Designed by the complex’s architects Chamberlin, Powell and Bon, the 23,000 square foot steel and glass conservatory – only bested in size by the Princess of Wales Conservatory at Kew Gardens – was planted in the early 1980s and opened in 1984.
It now houses some 1,500 species of plants and trees from areas as diverse as the bushland of South Africa to the Brazilian coast.
Among the species on show are the tree fern and date palm as well as the Swiss cheese plant and coffee and ginger plants.
The conservatory also features pools containing koi, ghost, and grass carp from Japan and America, as well as other cold water fish such as roach, rudd, and tench and terrapins. An Arid House attached to the east of the conservatory features a collection of cacti, succulents and cymbidiums (cool house orchids).
The conservatory is just one of several distinct gardens at the Barbican complex.

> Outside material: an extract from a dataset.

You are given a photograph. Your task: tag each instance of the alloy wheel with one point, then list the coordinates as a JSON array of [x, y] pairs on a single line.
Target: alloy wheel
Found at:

These include water gardens located in the midst of lake which feature a range of plants growing in the water itself as well as in a series of sunken pods which are reached by sunken walkways.
Since 1990 the estate has also been home to a wildlife garden which, boasting ponds, a meadow and orchard, is home to more than 300 species including the Lesser Stag Beetle and House Sparrow.
WHERE: The Barbican Conservatory, Barbican Centre, Silk Street (nearest Tube stations are Barbican, Farringdon and Liverpool Street; WHEN: Selected days, from 12pm (check website to book tickets); COST: Free; WEBSITE: www.barbican.org.uk/whats-on/2022/event/visit-the-conservatory.